The $250,000,000 Mission to Preserve Black History


He initially focused on an overarching, 10-year plan, but scrapped the idea after talking with then-Chicago Mayor Richard Daley, who told him, “Why do you want to go back [to Washington] and run a project? People don’t care about projects.” Bunch decided that “rather than plan for and build a museum, my job is to make the museum exist from the day I started … to be up and running now to show people … to show funders … to show the public … here’s the kind of educational opportunities you have.”

It was a novel approach, enabling Bunch to tap leading curators, authenticators, and historians to develop exhibits and write books. Next, he secured gallery space to open an exhibit of black photography in 2006. “When we opened the gallery, Rep. Eleanor Holmes Norton stood up and said, ‘I can’t believe there are 700 people at an opening for a museum that doesn’t exist.’ It allowed me to get donors right away.” Moreover, he found that technology would be critical to reach a 21st-century audience. So the old-school historian hired what he calls “digital natives” to create a virtual museum featuring readily accessible historical content.

As he refined his vision to kick-start fundraising and public engagement, he also oversaw the body that would select the museum’s architects. “I was asked more than any other question: ‘What’s the building going to look like?’ It was a fool’s errand to try to define what it would look like. I had to define what it should feel like … resilience and optimism, spirituality and uplift.”
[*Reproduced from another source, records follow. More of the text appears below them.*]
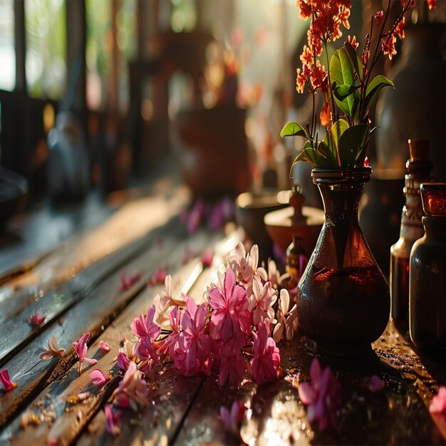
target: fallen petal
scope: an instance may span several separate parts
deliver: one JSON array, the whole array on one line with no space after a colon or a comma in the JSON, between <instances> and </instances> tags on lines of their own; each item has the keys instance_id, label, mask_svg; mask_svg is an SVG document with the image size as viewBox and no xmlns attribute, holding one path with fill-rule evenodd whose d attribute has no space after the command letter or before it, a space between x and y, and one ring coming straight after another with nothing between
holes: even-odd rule
<instances>
[{"instance_id":1,"label":"fallen petal","mask_svg":"<svg viewBox=\"0 0 446 446\"><path fill-rule=\"evenodd\" d=\"M102 350L105 353L108 353L110 351L110 346L106 342L104 342L103 341L99 341L99 348L100 348L100 350Z\"/></svg>"}]
</instances>

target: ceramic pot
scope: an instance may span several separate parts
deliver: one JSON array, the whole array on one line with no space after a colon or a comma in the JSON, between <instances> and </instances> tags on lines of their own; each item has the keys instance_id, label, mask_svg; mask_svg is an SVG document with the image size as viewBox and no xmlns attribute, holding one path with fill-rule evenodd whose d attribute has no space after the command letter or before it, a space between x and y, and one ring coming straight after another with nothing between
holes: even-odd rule
<instances>
[{"instance_id":1,"label":"ceramic pot","mask_svg":"<svg viewBox=\"0 0 446 446\"><path fill-rule=\"evenodd\" d=\"M297 309L301 332L328 354L370 353L389 318L389 288L358 222L370 173L370 167L311 172L325 222L299 282Z\"/></svg>"}]
</instances>

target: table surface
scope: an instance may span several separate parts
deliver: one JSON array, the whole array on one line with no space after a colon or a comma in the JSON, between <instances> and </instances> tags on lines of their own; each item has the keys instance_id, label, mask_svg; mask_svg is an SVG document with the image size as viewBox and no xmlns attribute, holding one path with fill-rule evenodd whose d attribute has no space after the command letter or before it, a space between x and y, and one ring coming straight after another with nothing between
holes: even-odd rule
<instances>
[{"instance_id":1,"label":"table surface","mask_svg":"<svg viewBox=\"0 0 446 446\"><path fill-rule=\"evenodd\" d=\"M120 434L108 434L103 408L118 385L120 341L133 337L132 320L163 289L147 286L150 278L160 267L167 269L177 286L192 277L188 295L199 301L242 237L235 226L188 235L177 217L190 199L187 191L168 183L153 190L104 211L101 222L90 219L91 224L75 228L46 251L41 244L34 251L22 250L26 255L18 264L8 264L10 248L2 247L0 369L8 369L18 386L0 397L0 445L445 444L445 416L428 410L445 383L445 361L417 354L391 323L366 359L318 356L341 384L336 431L319 432L306 420L297 389L299 382L309 380L315 354L298 333L279 344L283 377L261 387L247 375L239 387L221 388L214 374L185 378L171 363L160 365L148 383L152 404L138 412L124 410ZM201 254L209 249L212 266L200 266ZM140 279L120 291L121 275L135 271L141 272ZM26 318L34 311L46 318L33 328ZM91 384L86 364L78 375L71 347L86 331L91 333L88 351L98 361L88 367L113 377L99 389ZM40 361L52 335L66 348L65 355ZM111 351L101 353L100 341ZM384 392L365 387L365 379L373 375L385 383ZM90 398L73 400L85 391ZM229 407L235 400L249 407L239 436L224 429L219 415L222 405Z\"/></svg>"}]
</instances>

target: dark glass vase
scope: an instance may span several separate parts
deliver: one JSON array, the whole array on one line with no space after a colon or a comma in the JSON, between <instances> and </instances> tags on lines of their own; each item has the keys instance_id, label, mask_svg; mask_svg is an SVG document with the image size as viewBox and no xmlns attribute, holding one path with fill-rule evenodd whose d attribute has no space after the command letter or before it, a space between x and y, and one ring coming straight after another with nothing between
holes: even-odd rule
<instances>
[{"instance_id":1,"label":"dark glass vase","mask_svg":"<svg viewBox=\"0 0 446 446\"><path fill-rule=\"evenodd\" d=\"M422 351L446 358L446 183L420 186L425 235L410 253L410 338Z\"/></svg>"},{"instance_id":2,"label":"dark glass vase","mask_svg":"<svg viewBox=\"0 0 446 446\"><path fill-rule=\"evenodd\" d=\"M387 325L390 297L358 222L358 204L370 167L314 169L325 222L298 285L301 332L329 354L365 354Z\"/></svg>"}]
</instances>

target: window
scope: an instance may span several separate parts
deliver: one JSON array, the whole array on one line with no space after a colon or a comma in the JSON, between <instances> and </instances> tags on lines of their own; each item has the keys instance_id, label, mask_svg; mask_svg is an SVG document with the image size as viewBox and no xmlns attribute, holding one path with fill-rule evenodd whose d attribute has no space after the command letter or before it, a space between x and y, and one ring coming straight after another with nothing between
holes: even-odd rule
<instances>
[{"instance_id":1,"label":"window","mask_svg":"<svg viewBox=\"0 0 446 446\"><path fill-rule=\"evenodd\" d=\"M16 87L14 0L0 0L0 90Z\"/></svg>"}]
</instances>

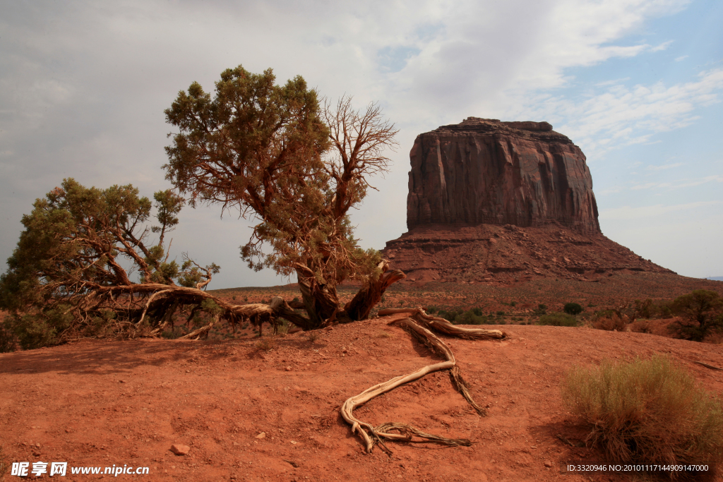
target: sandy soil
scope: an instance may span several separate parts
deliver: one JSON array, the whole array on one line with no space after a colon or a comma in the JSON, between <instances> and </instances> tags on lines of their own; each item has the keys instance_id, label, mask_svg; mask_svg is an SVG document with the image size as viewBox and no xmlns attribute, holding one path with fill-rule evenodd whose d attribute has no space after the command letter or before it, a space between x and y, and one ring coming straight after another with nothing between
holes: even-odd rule
<instances>
[{"instance_id":1,"label":"sandy soil","mask_svg":"<svg viewBox=\"0 0 723 482\"><path fill-rule=\"evenodd\" d=\"M431 361L388 321L337 326L315 340L296 333L260 340L83 341L0 354L0 444L8 462L150 468L147 475L118 476L134 481L641 480L563 470L567 462L602 460L557 436L575 442L584 436L562 403L565 370L665 353L723 394L723 372L693 363L723 366L721 345L505 325L499 327L510 335L505 341L448 340L487 416L469 408L445 373L356 412L375 424L406 422L469 438L472 447L395 444L391 457L378 448L367 455L341 418L341 403ZM190 451L175 455L173 444ZM98 478L69 473L61 480Z\"/></svg>"}]
</instances>

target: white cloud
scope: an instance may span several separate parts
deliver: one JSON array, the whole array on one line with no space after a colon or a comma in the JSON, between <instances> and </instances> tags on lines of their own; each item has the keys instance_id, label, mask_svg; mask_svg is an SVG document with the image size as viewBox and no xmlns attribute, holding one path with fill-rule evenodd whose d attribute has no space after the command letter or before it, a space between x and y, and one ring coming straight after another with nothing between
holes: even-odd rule
<instances>
[{"instance_id":1,"label":"white cloud","mask_svg":"<svg viewBox=\"0 0 723 482\"><path fill-rule=\"evenodd\" d=\"M672 169L673 168L685 165L685 163L674 163L672 164L663 164L662 165L649 165L647 168L650 171L664 171L665 169Z\"/></svg>"},{"instance_id":2,"label":"white cloud","mask_svg":"<svg viewBox=\"0 0 723 482\"><path fill-rule=\"evenodd\" d=\"M722 201L700 201L698 202L688 202L682 205L675 205L665 206L663 205L655 205L654 206L641 206L633 207L630 206L623 206L622 207L615 207L612 209L601 210L600 220L636 220L647 218L653 216L660 216L664 214L678 211L687 211L693 209L699 209L708 206L714 206L723 204Z\"/></svg>"},{"instance_id":3,"label":"white cloud","mask_svg":"<svg viewBox=\"0 0 723 482\"><path fill-rule=\"evenodd\" d=\"M675 167L677 165L683 165L683 163L678 163L675 165L670 165L669 167ZM649 166L650 168L651 166ZM659 166L659 168L665 168L667 166ZM636 173L630 173L630 174L635 174ZM710 182L723 182L723 176L719 174L712 174L711 176L706 176L704 177L693 178L693 179L681 179L677 181L669 181L664 182L646 182L643 184L636 184L633 183L628 184L624 186L615 186L612 187L607 188L604 190L600 191L601 194L612 194L622 192L625 190L630 191L642 191L646 189L666 189L668 190L671 189L680 189L687 187L696 187L698 186L702 186L703 184L707 184Z\"/></svg>"},{"instance_id":4,"label":"white cloud","mask_svg":"<svg viewBox=\"0 0 723 482\"><path fill-rule=\"evenodd\" d=\"M698 77L669 86L662 82L632 87L615 85L581 101L549 97L536 111L539 119L566 119L556 130L583 146L588 157L596 157L612 147L650 142L656 134L699 119L697 108L720 101L723 69L700 72Z\"/></svg>"},{"instance_id":5,"label":"white cloud","mask_svg":"<svg viewBox=\"0 0 723 482\"><path fill-rule=\"evenodd\" d=\"M7 3L0 202L12 207L7 215L14 220L66 176L88 185L133 182L144 193L165 186L159 168L170 129L163 110L191 82L213 89L223 69L239 64L254 72L273 67L280 82L303 75L332 98L380 100L401 128L394 171L354 218L359 236L376 247L403 230L399 186L406 151L420 132L469 116L549 120L594 158L689 125L696 109L718 102L723 86L719 69L677 84L636 78L633 87L622 72L615 80L594 78L584 97L565 90L578 82L570 68L662 56L672 40L630 35L685 0ZM6 232L0 259L19 228ZM193 245L193 236L174 245ZM224 256L231 261L222 265L237 264L235 249ZM217 279L238 284L223 280L237 277L224 270Z\"/></svg>"}]
</instances>

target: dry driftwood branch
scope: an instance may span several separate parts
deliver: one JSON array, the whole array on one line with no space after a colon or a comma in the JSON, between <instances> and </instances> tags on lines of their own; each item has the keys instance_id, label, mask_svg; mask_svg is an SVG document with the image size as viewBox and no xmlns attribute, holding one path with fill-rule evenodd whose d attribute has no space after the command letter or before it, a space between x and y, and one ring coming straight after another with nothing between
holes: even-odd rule
<instances>
[{"instance_id":1,"label":"dry driftwood branch","mask_svg":"<svg viewBox=\"0 0 723 482\"><path fill-rule=\"evenodd\" d=\"M432 317L424 312L421 308L387 308L379 311L379 316L384 317L388 314L397 314L399 313L409 313L411 318L420 323L422 326L427 327L436 332L450 335L458 338L469 338L473 340L480 339L495 339L502 340L507 337L507 333L499 330L484 330L482 328L462 328L452 324L444 318Z\"/></svg>"},{"instance_id":2,"label":"dry driftwood branch","mask_svg":"<svg viewBox=\"0 0 723 482\"><path fill-rule=\"evenodd\" d=\"M395 376L388 382L380 383L374 387L367 388L358 395L348 398L346 401L344 402L340 409L341 416L345 421L346 421L347 423L351 426L351 432L358 433L362 438L364 439L364 443L367 446L367 452L371 452L372 449L374 447L374 444L377 441L380 441L380 437L385 436L387 434L377 433L371 423L362 421L355 417L354 413L354 408L366 403L375 397L377 397L382 393L386 393L387 392L394 390L399 385L417 380L424 375L433 371L447 370L451 369L453 366L454 366L453 361L442 361L433 365L427 365L427 366L419 369L416 371L407 375ZM398 434L391 434L389 435L390 435L390 436L387 438L395 439L400 437Z\"/></svg>"},{"instance_id":3,"label":"dry driftwood branch","mask_svg":"<svg viewBox=\"0 0 723 482\"><path fill-rule=\"evenodd\" d=\"M702 365L703 366L705 366L706 369L711 369L711 370L723 370L723 369L722 368L719 368L713 365L709 365L708 363L704 363L702 361L696 361L695 360L693 360L693 363L698 363L698 365Z\"/></svg>"},{"instance_id":4,"label":"dry driftwood branch","mask_svg":"<svg viewBox=\"0 0 723 482\"><path fill-rule=\"evenodd\" d=\"M414 311L414 310L410 311L402 311L400 312L404 313L412 311ZM425 345L429 347L429 348L435 353L441 356L445 361L434 363L432 365L427 365L427 366L419 369L416 371L407 375L396 376L388 382L371 387L359 395L347 399L346 401L345 401L342 405L340 411L341 413L342 418L343 418L343 419L351 426L352 433L358 434L364 439L367 452L372 452L372 448L374 448L374 444L377 442L380 442L382 449L388 452L389 449L386 447L386 445L385 445L383 441L382 440L382 439L391 439L406 442L435 442L445 445L471 444L471 442L466 439L448 439L438 435L427 434L406 423L385 423L375 428L370 423L364 422L354 416L354 408L366 403L375 397L377 397L382 393L386 393L387 392L393 390L399 385L414 382L414 380L417 380L424 376L427 374L433 371L438 371L440 370L450 370L450 374L455 387L458 390L458 391L459 391L460 393L462 394L467 402L477 411L477 413L482 416L485 415L484 409L479 407L479 405L478 405L472 399L471 395L467 390L467 385L462 379L459 367L457 366L454 354L444 342L440 340L440 338L431 331L424 327L420 326L420 324L419 324L415 320L411 318L394 320L390 323L390 324L396 324L401 326L405 330L407 330L411 332L413 335L421 340ZM400 433L392 434L389 431L390 430L394 430ZM414 440L413 436L419 437L422 440Z\"/></svg>"}]
</instances>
Bunch and company ensured that the bidding process would be transparent through an international competition that included some 50 firms. It took months for the jury to choose the triumvirate of versatile designers: Max Bond, the distinguished African American architect who died in 2009; Philip Freelon, an African American architect known for innovative designs of libraries and museums; and David Adjaye, a British Ghanaian architect whose firm has designed eclectic structures in London, Berlin, and Moscow. “Everybody else focused on the trauma of the African American experience, the hardship,” says Adjaye. “We came in and said, ‘This is not a story just about trauma, it’s actually a story about celebration and extraordinary achievement in the face of adversity.’”
In the end, this was the team that captured Bunch’s vision.